The advantage of the neuro-ASIC is energy efficiency: synapses are stored on chip, so you don’t have to pay the price of moving data which is most of the energy cost these days. The disadvantages are threefold: you lose most of your model flexibility, storing all your data on the logic chip is vastly more expensive per synapse, and you typically lose the flexibility to compress synaptic data—even basic weight sharing is no longer possible. Unfortunately these problems combine.
Lets look at some numbers. The HICANN chip has 128k synapses in 50 mm^2, and their 8-chip reticle is thus equivalent to a mid-high end GPU in die area. That’s 1 million synapses in 400 mm^2. It can update all of those synapses at about 1 mhz—which is about 1 trillion synop-hz.
A GPU using SOTA ANN simulation code can also hit about 1 trillion synop-hz, but with much more flexibility in the tradeoff between model size and speed. In particular 1 million synapses isn’t really enough—most competitive ANNS trained today are in the 1 to 10 billion synapse range—which would cost about 1000 times more for the HICANN, because it can only store 1 million synapses per chip, vs 1 billion or more for the GPU.
IBM’s truenorth can fit more synapses on a chip − 256 million on a GPU sized chip (5 billion transistors), but it runs slower, with a similar total synop-hz throughput. The GPU solutions are just far better, overall—for now.
Apparently HICANN was designed before 2008, and uses a 180nm CMOS process, whereas modern GPUs are using 28nm. It seems to me that if neuromorphic hardware catches up in terms of economy of scale and process technology, it should be far superior in cost per neural event. And if neuromorphic hardware does win, it seems that the first AGIs could have a huge amortized cost per hour of operation, and still have a lower cost per unit of cognitive work than human workers, due to running much faster than biological brains.
It seems like this GPU vs neuromorphic question could have a large impact on how the Singularity turns out, but I haven’t seen any discussion of it until now. Do you have any other thoughts or references on this topic?

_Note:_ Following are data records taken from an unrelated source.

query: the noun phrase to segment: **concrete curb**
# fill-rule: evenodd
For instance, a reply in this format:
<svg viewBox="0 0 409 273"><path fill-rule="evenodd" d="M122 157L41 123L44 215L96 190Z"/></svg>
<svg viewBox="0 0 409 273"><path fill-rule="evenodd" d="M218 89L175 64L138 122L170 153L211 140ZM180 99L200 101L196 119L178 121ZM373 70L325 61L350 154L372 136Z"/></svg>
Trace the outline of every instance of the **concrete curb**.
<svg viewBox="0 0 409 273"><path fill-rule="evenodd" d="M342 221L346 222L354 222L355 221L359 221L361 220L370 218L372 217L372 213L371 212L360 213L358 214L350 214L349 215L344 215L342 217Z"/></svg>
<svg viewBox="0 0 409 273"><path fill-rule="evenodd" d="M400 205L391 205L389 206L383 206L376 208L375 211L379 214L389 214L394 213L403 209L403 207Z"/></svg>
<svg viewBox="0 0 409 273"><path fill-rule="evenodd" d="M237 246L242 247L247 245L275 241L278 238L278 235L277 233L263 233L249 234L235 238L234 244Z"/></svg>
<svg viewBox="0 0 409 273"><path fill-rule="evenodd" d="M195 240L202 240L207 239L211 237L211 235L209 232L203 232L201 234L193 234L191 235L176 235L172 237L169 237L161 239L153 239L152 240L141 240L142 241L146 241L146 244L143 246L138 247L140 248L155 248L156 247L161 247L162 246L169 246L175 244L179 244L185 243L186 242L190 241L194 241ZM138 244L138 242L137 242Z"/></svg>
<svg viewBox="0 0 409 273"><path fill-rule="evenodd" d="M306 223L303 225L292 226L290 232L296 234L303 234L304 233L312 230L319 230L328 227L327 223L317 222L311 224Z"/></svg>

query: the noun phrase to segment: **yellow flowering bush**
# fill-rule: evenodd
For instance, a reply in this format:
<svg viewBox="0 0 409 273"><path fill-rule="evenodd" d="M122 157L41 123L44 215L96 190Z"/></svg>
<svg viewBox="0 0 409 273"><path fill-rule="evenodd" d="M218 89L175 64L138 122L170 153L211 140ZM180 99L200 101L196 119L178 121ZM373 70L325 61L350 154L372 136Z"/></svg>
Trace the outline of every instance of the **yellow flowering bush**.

That’s true, but IBM’s TrueNorth is 28 nm, with about the same transistor count as a GPU. It descends from earlier research chips on old nodes that were then scaled up to new nodes. TrueNorth can fit 256 million low-bit synapses on a chip, vs 1 million for HICANN (normalized for chip area). The 28 nm process has roughly 40x the transistor density. So my default hypothesis is that if HICANN was scaled up to 28 nm it would end up similar to TrueNorth in terms of density (although TrueNorth is wierd in that it is intentionally much slower than it could be to save energy).
I expect this in the long term, but it will depend on how the end of Moore’s Law pans out. Also, current GPU code is not yet at the limits of software simulation efficiency for ANNs, and GPU hardware is still improving rapidly. It just so happens that I am working on a new type of ANN sim engine that is 10x or more faster than current SOTA for networks of interest. My approach could eventually be hardware accelerated. There are some companies already pursuing hardware acceleration of the standard algorithms—such as Nervana, targeting similar speedup but through dedicated neural asics.

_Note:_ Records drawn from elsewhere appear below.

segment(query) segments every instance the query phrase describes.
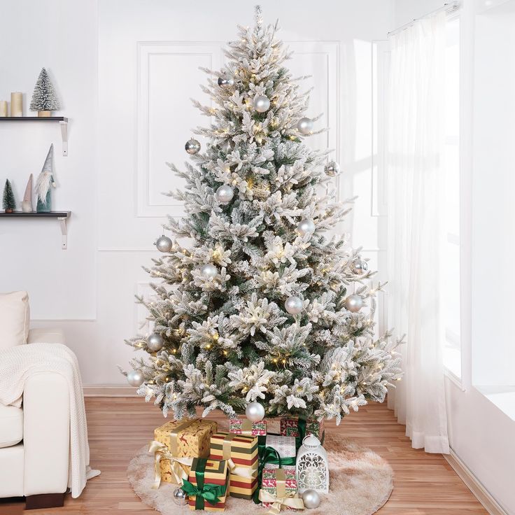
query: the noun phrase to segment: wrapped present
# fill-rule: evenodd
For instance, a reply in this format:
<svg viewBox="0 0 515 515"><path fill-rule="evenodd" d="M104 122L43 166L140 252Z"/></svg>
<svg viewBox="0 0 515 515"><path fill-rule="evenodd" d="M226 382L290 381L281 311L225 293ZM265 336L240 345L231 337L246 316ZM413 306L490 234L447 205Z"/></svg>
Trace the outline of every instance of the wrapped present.
<svg viewBox="0 0 515 515"><path fill-rule="evenodd" d="M229 495L252 499L258 488L258 438L217 432L211 437L210 458L227 460Z"/></svg>
<svg viewBox="0 0 515 515"><path fill-rule="evenodd" d="M248 418L230 418L229 432L248 437L263 436L267 434L267 421L251 422Z"/></svg>
<svg viewBox="0 0 515 515"><path fill-rule="evenodd" d="M265 467L259 498L265 508L271 509L271 513L304 509L304 502L297 493L295 470Z"/></svg>
<svg viewBox="0 0 515 515"><path fill-rule="evenodd" d="M281 434L285 437L295 437L301 443L304 437L313 435L323 443L324 423L323 421L319 422L316 418L283 417L281 419Z"/></svg>
<svg viewBox="0 0 515 515"><path fill-rule="evenodd" d="M157 453L155 456L155 463L159 463L160 480L180 485L185 474L187 477L189 472L191 460L188 465L188 460L179 460L178 458L207 458L211 437L213 433L216 432L216 428L214 421L190 418L171 421L155 429L154 441L164 446L169 451L168 455L162 446L155 445L153 448L153 451ZM176 459L172 459L172 457Z"/></svg>
<svg viewBox="0 0 515 515"><path fill-rule="evenodd" d="M190 509L223 512L229 476L225 460L195 458L182 488L188 494Z"/></svg>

One thing I can’t stress enough is the advantage of programmeable memory for storing weights—sharing and compressing weights helps solve much of the bandwidth problems the GPU would otherwise have.
I don’t know much it really effects outcomes—whether one uses clever hardware or clever software, the brain is probably near or on the pareto surface for statistical inference energy efficiency, and we will probably get close in the near future.